先週の放送がお休みで、2週間ぶりとなった第9話は“指輪回”。予告映像では、西島演じるシロさんの「俺とお揃いで指輪かってやるって言ったらどうする?」というキラー台詞が流れ、原作ファンもそうでない人も多くの人が楽しみにしていたことだろう。

そんな待望の第9話は、「2人の指輪を買う」という一連のエピソードを通して、日々の何気ない幸せを目一杯感じながら、互いをパートナーとして“大事にする”ことの尊さを、原作に絶妙な味付けをしながらキュン度高めで伝えてくれた。(以下、ネタバレあり)

同期の結婚パーティーに出席し、モテモテのシロさん(西島秀俊)は猛烈に“アレ”が欲しくなる。ろくに食事もできず、家でナポリタンを作ることにしたシロさん。ケンジ(内野聖陽)は美容室の店長(マキタスポーツ)と飲みに行っている為、今日は一人メシ。いつもはシロさんの料理解説(心の声)が入るのだがこの時は無言。美味しいけれどなんかつまんない…。「結局俺が毎日ちまちまと品数多くおかず作ってんのは、ケンジがいるからなんだよな」「あいつの存在ってだいじ…つくづく健康にいいな」。ここでも素直じゃないものの、ケンジの存在の大事さを感じている。
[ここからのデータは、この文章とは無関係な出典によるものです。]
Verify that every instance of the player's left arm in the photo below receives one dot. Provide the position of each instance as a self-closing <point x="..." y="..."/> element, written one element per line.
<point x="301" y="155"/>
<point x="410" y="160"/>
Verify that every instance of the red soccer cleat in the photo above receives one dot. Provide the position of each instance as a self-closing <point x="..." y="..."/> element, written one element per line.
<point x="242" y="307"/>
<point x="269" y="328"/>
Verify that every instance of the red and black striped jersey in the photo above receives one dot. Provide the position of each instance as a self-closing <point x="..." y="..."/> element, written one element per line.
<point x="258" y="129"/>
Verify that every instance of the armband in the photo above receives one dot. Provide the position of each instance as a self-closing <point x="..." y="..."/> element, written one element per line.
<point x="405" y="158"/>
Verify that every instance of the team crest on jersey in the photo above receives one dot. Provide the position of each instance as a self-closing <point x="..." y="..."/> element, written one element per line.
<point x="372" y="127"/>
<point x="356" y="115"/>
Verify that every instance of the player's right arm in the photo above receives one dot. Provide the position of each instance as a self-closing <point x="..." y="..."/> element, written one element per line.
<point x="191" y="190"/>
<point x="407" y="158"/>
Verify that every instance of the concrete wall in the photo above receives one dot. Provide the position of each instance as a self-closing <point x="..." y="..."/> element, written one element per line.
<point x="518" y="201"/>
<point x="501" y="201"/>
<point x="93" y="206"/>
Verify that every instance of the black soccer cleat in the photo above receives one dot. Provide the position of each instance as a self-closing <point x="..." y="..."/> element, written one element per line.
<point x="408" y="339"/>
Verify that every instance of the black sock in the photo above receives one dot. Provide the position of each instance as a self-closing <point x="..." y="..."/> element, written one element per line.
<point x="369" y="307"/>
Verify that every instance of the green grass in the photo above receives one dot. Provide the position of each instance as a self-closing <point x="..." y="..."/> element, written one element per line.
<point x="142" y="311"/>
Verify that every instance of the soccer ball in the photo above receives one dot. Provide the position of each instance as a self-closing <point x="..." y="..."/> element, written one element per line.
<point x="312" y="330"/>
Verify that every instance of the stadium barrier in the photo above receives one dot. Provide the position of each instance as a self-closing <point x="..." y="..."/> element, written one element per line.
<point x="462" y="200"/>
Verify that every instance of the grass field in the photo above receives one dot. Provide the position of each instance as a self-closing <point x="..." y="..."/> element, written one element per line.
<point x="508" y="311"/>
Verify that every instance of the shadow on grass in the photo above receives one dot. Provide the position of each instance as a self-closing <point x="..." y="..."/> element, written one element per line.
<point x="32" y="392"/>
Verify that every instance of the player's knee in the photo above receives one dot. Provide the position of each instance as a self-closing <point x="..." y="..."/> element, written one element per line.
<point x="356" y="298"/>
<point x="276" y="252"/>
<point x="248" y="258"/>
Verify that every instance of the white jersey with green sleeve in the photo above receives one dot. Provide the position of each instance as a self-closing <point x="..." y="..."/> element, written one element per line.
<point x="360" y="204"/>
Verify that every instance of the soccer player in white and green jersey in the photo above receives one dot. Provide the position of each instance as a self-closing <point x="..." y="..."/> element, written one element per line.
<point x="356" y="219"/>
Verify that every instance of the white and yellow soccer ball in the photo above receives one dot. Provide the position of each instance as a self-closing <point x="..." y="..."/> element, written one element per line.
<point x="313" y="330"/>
ケンジ(内野聖陽)が帰宅しお腹の音がぐぅ~。冷凍ご飯のポーションが小さいと思ったシロさん(西島秀俊)は、ケンジの為に梅わさび茶漬けをこしらえる。梅干しの種を取り包丁でたたいて海苔をあぶってもみのりに。そこへ昆布茶をかける。丁寧な仕事に愛情を感じる。そこへ「わぁ~~、お茶漬けになってる~~!」とちゃんと反応するケンジ。原作通りではあるのだが、「手洗ってくる」と駆け出すケンジの乙女的可愛さや、キッチンでお茶漬けを作るシロさんの元にケンジが駆け寄り、「あとは、もみのりのっけて~」「美味しそう」「あと切り干し大根な」「うん」という優しい会話は、ちょっとしたドラマの味付け。2人の想い合っている空気感が出ていてとても癒される。
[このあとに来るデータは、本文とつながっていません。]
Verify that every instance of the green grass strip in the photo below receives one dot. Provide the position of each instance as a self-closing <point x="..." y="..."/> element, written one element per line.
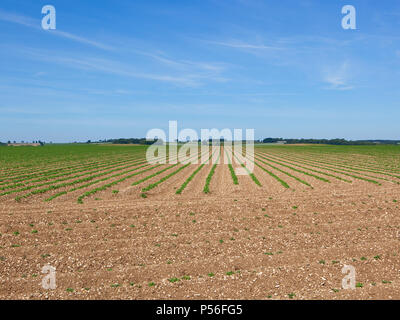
<point x="287" y="173"/>
<point x="209" y="177"/>
<point x="109" y="185"/>
<point x="283" y="183"/>
<point x="183" y="186"/>
<point x="155" y="184"/>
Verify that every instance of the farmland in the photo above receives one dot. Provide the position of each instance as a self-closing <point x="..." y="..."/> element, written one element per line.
<point x="115" y="226"/>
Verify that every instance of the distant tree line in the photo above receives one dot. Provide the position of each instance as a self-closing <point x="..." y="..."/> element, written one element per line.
<point x="338" y="142"/>
<point x="22" y="142"/>
<point x="131" y="141"/>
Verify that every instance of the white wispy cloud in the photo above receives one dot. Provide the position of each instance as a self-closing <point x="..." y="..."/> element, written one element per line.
<point x="337" y="78"/>
<point x="238" y="44"/>
<point x="36" y="24"/>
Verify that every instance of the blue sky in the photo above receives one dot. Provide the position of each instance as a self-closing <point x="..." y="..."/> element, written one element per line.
<point x="120" y="68"/>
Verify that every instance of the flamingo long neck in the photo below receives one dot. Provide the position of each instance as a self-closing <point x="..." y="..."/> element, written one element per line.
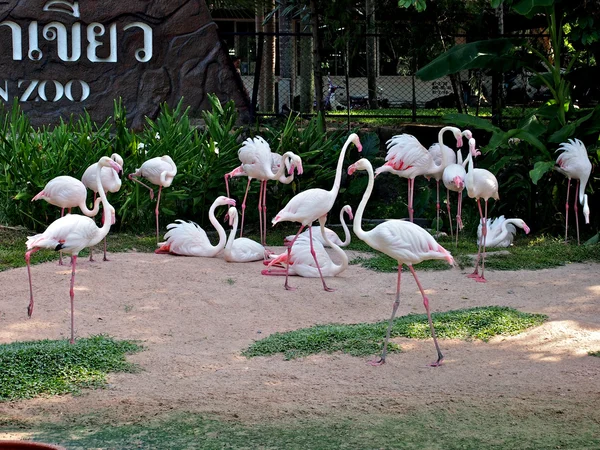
<point x="357" y="226"/>
<point x="336" y="249"/>
<point x="347" y="236"/>
<point x="220" y="230"/>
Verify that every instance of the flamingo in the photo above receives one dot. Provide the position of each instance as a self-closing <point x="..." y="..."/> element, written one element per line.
<point x="501" y="231"/>
<point x="71" y="234"/>
<point x="67" y="192"/>
<point x="407" y="158"/>
<point x="160" y="171"/>
<point x="302" y="263"/>
<point x="331" y="235"/>
<point x="405" y="242"/>
<point x="259" y="162"/>
<point x="481" y="184"/>
<point x="241" y="249"/>
<point x="111" y="182"/>
<point x="574" y="162"/>
<point x="189" y="239"/>
<point x="313" y="204"/>
<point x="453" y="177"/>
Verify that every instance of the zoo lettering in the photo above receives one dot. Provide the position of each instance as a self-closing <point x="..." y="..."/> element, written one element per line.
<point x="54" y="90"/>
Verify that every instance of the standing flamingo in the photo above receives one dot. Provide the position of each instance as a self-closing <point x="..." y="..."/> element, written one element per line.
<point x="501" y="231"/>
<point x="111" y="182"/>
<point x="301" y="261"/>
<point x="71" y="234"/>
<point x="574" y="162"/>
<point x="241" y="249"/>
<point x="331" y="235"/>
<point x="313" y="204"/>
<point x="405" y="242"/>
<point x="189" y="239"/>
<point x="481" y="184"/>
<point x="161" y="171"/>
<point x="407" y="158"/>
<point x="259" y="162"/>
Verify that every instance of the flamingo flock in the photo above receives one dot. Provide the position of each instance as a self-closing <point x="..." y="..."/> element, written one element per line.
<point x="306" y="253"/>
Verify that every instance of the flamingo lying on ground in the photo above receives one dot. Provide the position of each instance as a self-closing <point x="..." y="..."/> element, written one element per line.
<point x="189" y="239"/>
<point x="71" y="234"/>
<point x="481" y="184"/>
<point x="160" y="171"/>
<point x="313" y="204"/>
<point x="241" y="249"/>
<point x="301" y="261"/>
<point x="111" y="182"/>
<point x="405" y="242"/>
<point x="259" y="162"/>
<point x="574" y="162"/>
<point x="407" y="158"/>
<point x="501" y="231"/>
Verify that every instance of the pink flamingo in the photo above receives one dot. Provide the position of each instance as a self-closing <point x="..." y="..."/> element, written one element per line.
<point x="480" y="183"/>
<point x="241" y="249"/>
<point x="111" y="181"/>
<point x="259" y="162"/>
<point x="71" y="234"/>
<point x="313" y="204"/>
<point x="574" y="162"/>
<point x="405" y="242"/>
<point x="407" y="158"/>
<point x="189" y="239"/>
<point x="301" y="261"/>
<point x="160" y="171"/>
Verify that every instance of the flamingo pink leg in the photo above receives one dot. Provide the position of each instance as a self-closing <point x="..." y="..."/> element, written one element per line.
<point x="567" y="210"/>
<point x="426" y="304"/>
<point x="27" y="260"/>
<point x="391" y="321"/>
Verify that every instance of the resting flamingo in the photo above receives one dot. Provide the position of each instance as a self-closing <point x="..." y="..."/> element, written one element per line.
<point x="111" y="182"/>
<point x="313" y="204"/>
<point x="160" y="171"/>
<point x="71" y="234"/>
<point x="574" y="162"/>
<point x="189" y="239"/>
<point x="301" y="261"/>
<point x="404" y="241"/>
<point x="501" y="231"/>
<point x="407" y="158"/>
<point x="67" y="192"/>
<point x="241" y="249"/>
<point x="259" y="162"/>
<point x="331" y="235"/>
<point x="481" y="184"/>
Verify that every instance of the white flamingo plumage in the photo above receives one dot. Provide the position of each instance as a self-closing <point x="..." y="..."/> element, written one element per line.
<point x="71" y="234"/>
<point x="407" y="158"/>
<point x="481" y="184"/>
<point x="241" y="249"/>
<point x="501" y="231"/>
<point x="160" y="171"/>
<point x="313" y="204"/>
<point x="301" y="261"/>
<point x="189" y="239"/>
<point x="331" y="235"/>
<point x="574" y="162"/>
<point x="111" y="182"/>
<point x="259" y="162"/>
<point x="404" y="241"/>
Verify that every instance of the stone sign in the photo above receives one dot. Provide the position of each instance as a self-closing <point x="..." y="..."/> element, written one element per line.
<point x="60" y="57"/>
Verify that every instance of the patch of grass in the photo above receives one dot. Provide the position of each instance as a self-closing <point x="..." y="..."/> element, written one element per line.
<point x="30" y="369"/>
<point x="365" y="339"/>
<point x="447" y="427"/>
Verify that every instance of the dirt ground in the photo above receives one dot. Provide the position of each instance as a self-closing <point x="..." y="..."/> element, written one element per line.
<point x="196" y="315"/>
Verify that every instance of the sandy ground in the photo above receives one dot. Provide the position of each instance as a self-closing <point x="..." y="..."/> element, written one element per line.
<point x="196" y="315"/>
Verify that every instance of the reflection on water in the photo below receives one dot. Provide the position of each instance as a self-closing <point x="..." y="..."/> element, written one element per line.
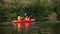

無邪気に「おいち~い」「家で食べるご飯がいっっちばん番おいしーよ」と口にするケンジ(内野聖陽)に「そっか」と嬉しそうなシロさん(西島秀俊)。ここで、シロさんから例の「俺とお揃いで指輪かってやるって言ったらどうする?」が。大いに取り乱すケンジ。唖然として、食べているお茶漬けの海苔は口から出たまま。そしてここでこのドラマではおなじみ、スーパー中村屋のレトロなBGMのイントロスタート。「あぁぁ…」とむせて落ち着いたかと思うと、涙ぐみ「え。えぇーーーーー!?」と絶叫。




「うっそ、欲しい。超欲しい!」とわなわな。「でもなんで?」と我に返ったところでBGMはストップ。シロさんは「結婚式の二次会で結界がほしい」とケンジにとってはがっかりな理由を明かした。そう、シロさんが結婚パーティーで猛烈に欲しかった“アレ”というのは結界としての指輪だったのだ。テンションがた落ちのケンジのバックでは、またしても中村屋のBGMイントロがスタート。一緒に指輪を買いに行きたいケンジをよそに、シロさんは一人で買いに行くからとケンジに指輪のサイズを尋ねる。が、ケンジは自分の薬指輪のサイズなんて知らないという。そして、じゃあ自分(シロさん)は知っているのかと尋ねられ「わからん」。ケンジがニヤリ。そして3度目の中村屋BGMがスタートするのだった。